Attorneys representing former Delaware Municipal Court Judge Michael C. Hoague filed a motion for acquittal Friday, arguing that the State of Ohio did not have enough evidence to prove Hoague was guilty of theft and tampering with evidence.
Hoague’s trial began on Nov. 11 and the jury returned a guilty verdict on one count of tampering with evidence, a third-degree felony, and one count of theft, a fifth-degree felony.
The charges stem from a 2012 case in which Hoague was hired by a family to defend their son who was charged with gross sexual imposition and rape in Delaware County Common Pleas Court. Hoague was later appointed to the case as a public defender and at the conclusion of the case Hoague filed paperwork asking to be paid as a public defender for his work on the case. Prosecutors said Hoague was paid for his work on the case both by the family and by the State of Ohio, which they argued was tampering with evidence and theft by deception.
In their motion for acquittal, Hoague’s attorneys, Ian N. Friedman and Mark R. Devan, argue that the state failed to offer evidence of deception and argued that the state failed to unequivocally prove that Hoague intended to defraud anyone, which is an essential element of the tampering with records charge.
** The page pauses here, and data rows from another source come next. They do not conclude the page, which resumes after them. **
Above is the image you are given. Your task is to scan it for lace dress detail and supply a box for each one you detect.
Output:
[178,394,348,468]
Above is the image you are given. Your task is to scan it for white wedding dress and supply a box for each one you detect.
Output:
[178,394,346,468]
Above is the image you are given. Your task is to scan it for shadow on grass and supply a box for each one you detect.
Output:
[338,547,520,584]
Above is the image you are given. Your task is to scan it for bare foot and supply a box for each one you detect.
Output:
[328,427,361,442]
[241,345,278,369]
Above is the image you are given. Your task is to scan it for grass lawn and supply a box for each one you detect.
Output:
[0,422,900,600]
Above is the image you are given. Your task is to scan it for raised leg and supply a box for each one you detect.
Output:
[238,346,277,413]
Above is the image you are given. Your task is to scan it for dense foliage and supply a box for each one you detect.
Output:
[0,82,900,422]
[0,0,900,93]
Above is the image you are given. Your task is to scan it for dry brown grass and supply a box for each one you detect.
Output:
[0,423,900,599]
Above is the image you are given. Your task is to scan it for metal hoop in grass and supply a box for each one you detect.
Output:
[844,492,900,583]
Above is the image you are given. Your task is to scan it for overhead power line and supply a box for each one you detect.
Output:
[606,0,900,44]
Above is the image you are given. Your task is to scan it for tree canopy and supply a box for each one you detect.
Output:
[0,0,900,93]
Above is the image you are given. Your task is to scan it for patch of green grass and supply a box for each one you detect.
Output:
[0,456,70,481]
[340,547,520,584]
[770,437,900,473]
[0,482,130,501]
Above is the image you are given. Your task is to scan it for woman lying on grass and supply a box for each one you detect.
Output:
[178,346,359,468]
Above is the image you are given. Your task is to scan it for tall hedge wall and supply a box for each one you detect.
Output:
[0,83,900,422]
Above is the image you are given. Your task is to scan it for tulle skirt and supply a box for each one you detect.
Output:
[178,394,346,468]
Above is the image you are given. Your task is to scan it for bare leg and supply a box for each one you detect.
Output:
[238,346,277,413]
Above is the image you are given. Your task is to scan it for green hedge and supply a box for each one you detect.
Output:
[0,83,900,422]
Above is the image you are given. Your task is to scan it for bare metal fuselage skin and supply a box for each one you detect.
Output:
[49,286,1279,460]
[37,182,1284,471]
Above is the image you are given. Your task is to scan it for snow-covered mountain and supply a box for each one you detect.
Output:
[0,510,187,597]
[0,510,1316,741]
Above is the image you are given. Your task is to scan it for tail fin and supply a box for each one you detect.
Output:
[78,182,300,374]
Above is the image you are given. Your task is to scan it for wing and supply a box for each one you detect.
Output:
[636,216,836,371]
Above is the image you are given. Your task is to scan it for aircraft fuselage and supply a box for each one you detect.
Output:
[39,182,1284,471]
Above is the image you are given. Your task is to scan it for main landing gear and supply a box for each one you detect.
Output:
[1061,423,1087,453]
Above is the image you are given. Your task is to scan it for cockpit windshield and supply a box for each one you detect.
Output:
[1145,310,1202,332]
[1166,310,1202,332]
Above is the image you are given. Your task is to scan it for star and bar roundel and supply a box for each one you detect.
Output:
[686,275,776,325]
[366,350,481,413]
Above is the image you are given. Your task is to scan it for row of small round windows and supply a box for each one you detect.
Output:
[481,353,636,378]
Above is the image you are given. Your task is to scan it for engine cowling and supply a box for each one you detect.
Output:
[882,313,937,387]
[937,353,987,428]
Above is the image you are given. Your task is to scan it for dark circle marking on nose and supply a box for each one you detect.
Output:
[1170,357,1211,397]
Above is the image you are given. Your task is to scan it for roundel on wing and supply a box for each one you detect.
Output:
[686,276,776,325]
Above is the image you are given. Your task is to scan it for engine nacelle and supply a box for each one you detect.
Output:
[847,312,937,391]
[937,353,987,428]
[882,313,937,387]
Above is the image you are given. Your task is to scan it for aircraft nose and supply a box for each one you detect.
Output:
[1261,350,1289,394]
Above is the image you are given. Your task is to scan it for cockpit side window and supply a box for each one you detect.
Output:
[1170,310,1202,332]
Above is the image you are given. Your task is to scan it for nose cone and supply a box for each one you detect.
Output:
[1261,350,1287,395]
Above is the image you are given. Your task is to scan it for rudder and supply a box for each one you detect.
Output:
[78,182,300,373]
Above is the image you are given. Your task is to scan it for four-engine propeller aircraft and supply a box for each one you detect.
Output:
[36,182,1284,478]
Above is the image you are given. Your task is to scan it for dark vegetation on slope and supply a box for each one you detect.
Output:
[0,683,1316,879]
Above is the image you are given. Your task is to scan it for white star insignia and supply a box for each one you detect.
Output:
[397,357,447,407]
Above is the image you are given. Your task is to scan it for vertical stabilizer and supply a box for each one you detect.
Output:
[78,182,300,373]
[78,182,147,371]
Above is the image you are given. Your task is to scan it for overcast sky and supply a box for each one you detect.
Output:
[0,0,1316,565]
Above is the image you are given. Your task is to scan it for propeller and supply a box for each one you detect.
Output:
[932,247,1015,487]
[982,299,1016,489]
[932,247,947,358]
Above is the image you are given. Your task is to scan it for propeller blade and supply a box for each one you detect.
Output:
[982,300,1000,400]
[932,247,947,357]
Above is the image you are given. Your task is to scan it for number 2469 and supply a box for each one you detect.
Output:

“… because the state chose to prosecute on a theory of deception, [without] testimony by the judge who approved payments of the fees that he was deceived, a judgment of acquittal must be entered [for the theft count,]” Friedman wrote in the motion. “It is clear from the evidence adduced at trial that, at best, the state offered equivocal proof of the defendant’s purpose to defraud. Equivocal proof is insufficient to convict …”
The state had not responded to the motion as of Friday afternoon.
A sentencing hearing for Hoague has been scheduled for Dec. 20 at 11 a.m.
Hoague was originally charged with another tampering with evidence charge and another theft charge, but those charges were dismissed during the trial.
The tampering with evidence charge is a third-degree felony and carries a penalty of 9 to 36 months in prison or a fine not to exceed $10,000, according to the Ohio Revised Code. The theft charge is a fifth-degree felony and carries a penalty of 6 to 12 months in prison or a fine not to exceed $2,500, according to the ORC.